“For sale: Baby shoes, never worn” wrote Ernest Hemingway. This six word memoir‘s brevity hints at a deeper tale. In my fifth grade Writers’ Workshop, helping students focus on one aspect of their lives could be challenging. Memoirs can be powerful when reduced to their essence. Let’s take a look at some ways six-word memoirs might find a place in teaching, learning, and leading.
Six-Word Memoirs in the Classroom
Memoirs are more than sad stories. One teacher describes the assignment for students:
My students had just finished a unit on the Enlightenment and Scientific Revolution. I asked my students to create six-word memoirs for the leading thinkers of the Enlightenment. If people like Voltaire, Newton and Diderot only had six words, how would they describe their accomplishments? I made the project and requirements simple (source:Jonathan Olsen).

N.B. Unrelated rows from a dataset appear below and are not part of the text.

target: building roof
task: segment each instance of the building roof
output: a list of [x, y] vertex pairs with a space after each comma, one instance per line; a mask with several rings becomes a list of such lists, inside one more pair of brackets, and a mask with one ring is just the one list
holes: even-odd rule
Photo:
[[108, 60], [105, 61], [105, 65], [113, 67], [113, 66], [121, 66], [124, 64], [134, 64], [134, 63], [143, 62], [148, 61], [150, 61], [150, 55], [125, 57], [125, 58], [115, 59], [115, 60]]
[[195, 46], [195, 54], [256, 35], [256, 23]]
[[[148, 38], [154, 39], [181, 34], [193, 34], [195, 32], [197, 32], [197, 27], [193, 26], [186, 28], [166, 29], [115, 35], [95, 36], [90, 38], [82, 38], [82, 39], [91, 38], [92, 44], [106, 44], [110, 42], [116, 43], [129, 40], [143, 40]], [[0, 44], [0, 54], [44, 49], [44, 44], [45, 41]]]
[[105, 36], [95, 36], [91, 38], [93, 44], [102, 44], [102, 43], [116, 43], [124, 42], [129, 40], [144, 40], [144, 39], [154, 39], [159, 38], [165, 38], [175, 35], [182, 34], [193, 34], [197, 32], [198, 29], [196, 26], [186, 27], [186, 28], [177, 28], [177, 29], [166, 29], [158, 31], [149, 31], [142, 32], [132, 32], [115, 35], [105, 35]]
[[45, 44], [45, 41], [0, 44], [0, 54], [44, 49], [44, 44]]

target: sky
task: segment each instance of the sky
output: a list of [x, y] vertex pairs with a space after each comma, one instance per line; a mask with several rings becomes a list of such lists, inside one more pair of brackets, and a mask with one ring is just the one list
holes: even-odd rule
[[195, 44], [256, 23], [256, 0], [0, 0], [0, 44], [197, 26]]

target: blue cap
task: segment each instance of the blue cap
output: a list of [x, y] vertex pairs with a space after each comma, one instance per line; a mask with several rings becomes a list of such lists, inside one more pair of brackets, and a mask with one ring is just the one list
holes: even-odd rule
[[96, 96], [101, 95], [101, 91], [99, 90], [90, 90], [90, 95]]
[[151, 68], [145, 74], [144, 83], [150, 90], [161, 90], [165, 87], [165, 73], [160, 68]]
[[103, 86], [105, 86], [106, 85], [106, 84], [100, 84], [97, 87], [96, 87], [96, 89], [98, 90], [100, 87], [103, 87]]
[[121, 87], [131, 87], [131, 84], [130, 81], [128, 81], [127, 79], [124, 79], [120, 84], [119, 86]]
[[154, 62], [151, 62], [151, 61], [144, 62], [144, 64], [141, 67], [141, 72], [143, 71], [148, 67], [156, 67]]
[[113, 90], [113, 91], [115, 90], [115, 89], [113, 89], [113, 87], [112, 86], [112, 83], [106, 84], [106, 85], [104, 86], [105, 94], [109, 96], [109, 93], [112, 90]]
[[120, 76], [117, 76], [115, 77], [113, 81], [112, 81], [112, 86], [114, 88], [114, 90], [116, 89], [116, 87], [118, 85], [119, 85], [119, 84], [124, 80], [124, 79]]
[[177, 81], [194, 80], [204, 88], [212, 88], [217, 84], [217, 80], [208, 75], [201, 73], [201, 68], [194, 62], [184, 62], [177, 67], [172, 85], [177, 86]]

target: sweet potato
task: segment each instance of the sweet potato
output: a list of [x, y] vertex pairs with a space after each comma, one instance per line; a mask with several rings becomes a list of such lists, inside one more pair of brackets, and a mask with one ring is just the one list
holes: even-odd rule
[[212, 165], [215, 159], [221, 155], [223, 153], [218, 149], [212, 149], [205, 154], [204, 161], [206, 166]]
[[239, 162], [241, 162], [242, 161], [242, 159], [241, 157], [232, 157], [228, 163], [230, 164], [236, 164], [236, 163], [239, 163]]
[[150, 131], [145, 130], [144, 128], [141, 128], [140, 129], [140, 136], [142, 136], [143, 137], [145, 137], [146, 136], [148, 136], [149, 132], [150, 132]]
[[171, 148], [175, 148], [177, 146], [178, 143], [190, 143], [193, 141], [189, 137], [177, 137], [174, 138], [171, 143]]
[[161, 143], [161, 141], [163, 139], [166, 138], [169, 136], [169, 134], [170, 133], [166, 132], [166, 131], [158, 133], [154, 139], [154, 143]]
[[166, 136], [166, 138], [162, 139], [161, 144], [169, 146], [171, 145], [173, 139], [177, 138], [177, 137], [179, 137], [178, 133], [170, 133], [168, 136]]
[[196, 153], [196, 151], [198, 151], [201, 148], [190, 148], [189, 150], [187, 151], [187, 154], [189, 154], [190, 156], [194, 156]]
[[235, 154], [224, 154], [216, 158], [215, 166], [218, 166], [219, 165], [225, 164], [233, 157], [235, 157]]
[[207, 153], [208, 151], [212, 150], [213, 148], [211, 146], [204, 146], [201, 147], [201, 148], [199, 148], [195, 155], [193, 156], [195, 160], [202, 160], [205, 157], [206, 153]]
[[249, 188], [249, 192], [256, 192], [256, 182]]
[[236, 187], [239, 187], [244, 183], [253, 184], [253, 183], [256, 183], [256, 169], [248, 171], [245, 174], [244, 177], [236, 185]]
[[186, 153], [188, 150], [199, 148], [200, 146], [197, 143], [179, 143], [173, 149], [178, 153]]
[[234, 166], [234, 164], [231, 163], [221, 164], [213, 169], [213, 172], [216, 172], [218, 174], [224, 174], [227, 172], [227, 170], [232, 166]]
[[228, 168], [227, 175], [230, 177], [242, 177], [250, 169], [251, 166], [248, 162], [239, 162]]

Jenny Rich (@jdrich219) suggests five ways to use six-word memoirs in the classroom. These include ways students can use them to:
- Introduce themselves
- Capture a fictional (or non-fictional) character’s perspective
- Memorialize key aspects of a character
- Summarize critical concepts in a lesson
- Describe media (e.g. song, art, film)
- Reflect on learning experiences
Let’s blend a few examples of technology use with the six-word memoir sentence structure (a.k.a. six-word structure) in the classroom that Jenny and Jonathan suggest.
#1 – Six-Word Blog Entries
“Memoir involves the whittling away of a whole lot of stuff that you have lived and a focusing on one slim section, full of power, that demands to be told,” says Lisa Dale Norton. Writing a blog entry is about whittling away the unnecessary. The writer plays the part of a marble sculptor, cutting towards his mental vision of perfection. Students can learn to write short, summarizing key concepts for a chapter or unit of study using the six-word structure. One way to publish summaries is in a classroom blog.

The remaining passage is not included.